O quadro de informalidade e fragilidade de entregadores e motoristas de aplicativo, que ficou ainda mais evidente na pandemia, gerou uma onda de propostas no Congresso na tentativa de oferecer alguma proteção social a esses trabalhadores. O assunto não fugiu do radar dos principais candidatos à Presidência, que defendem algum tipo de regulamentação.

Em seu programa de governo, o presidente Jair Bolsonaro (PL), que tenta a reeleição, diz que a “estratégia de inclusão e combate à informalidade deverá contemplar alternativas contratuais inteligentes, (…) incluindo trabalhadores por aplicativo”.

Em abril, o Ministério do Trabalho e Previdência anunciou que o governo pretendia regulamentar esse tipo de trabalho ainda neste ano, numa modalidade própria, distinta da Consolidação das Leis do Trabalho (CLT), mas com recolhimento de contribuição previdenciária.

“Eu queria, até o final de 2022, deixar isso desenhado, mas a gente não pode ter pressa.
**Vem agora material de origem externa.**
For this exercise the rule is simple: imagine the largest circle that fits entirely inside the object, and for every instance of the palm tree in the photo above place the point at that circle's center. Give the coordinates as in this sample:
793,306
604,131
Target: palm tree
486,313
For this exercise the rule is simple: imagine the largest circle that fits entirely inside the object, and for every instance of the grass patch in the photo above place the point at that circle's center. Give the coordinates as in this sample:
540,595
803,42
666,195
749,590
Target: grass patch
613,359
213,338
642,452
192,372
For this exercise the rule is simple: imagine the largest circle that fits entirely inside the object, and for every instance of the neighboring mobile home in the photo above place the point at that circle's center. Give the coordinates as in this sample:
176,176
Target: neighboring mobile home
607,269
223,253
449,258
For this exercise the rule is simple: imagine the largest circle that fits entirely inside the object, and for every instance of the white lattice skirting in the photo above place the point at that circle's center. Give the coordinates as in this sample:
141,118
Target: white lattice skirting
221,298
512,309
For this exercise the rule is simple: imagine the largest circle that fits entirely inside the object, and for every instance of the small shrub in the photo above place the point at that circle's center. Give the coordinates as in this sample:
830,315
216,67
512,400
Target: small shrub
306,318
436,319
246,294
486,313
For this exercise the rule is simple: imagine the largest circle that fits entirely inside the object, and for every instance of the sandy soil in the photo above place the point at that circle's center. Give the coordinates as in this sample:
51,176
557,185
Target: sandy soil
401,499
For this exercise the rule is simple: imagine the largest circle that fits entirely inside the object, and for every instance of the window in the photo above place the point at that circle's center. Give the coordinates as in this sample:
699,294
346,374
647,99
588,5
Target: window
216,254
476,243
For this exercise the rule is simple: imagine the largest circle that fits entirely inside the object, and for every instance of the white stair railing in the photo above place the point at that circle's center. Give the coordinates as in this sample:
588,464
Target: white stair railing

Tem de ter tranquilidade para desenhar uma política que faça essa entrega para a sociedade”, diz o ministro José Carlos Oliveira.
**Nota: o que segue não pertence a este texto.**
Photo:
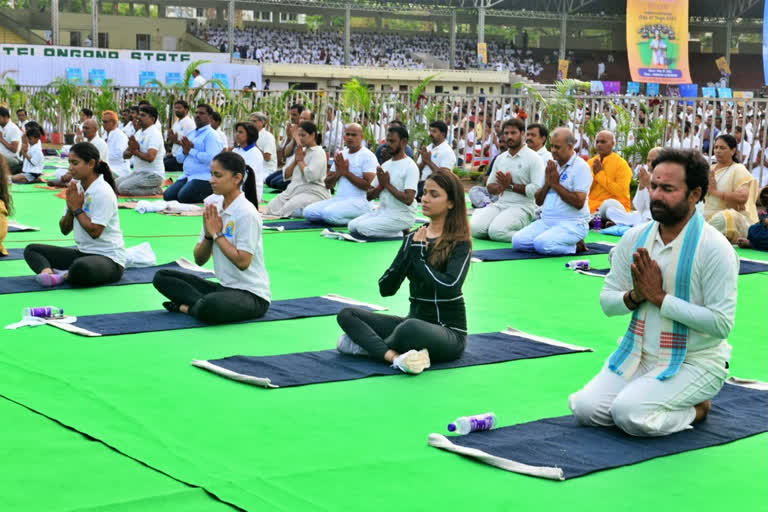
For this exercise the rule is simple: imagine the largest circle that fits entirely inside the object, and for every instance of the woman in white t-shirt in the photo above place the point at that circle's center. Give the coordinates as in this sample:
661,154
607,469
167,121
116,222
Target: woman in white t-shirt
246,136
231,233
91,212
O petista Luiz Inácio Lula da Silva, que lidera as pesquisas de intenção de voto, diz em seu programa que vai propor uma nova legislação trabalhista, com “especial atenção” a trabalhadores “mediados por aplicativos e plataformas”. Procurada, a campanha não detalhou a proposta para essa categoria.

Já a campanha de Ciro Gomes (PDT) propõe uma legislação que contemple tanto os trabalhadores que enxergam a atividade como um complemento salarial como os que gostariam de estabelecer vínculo formal.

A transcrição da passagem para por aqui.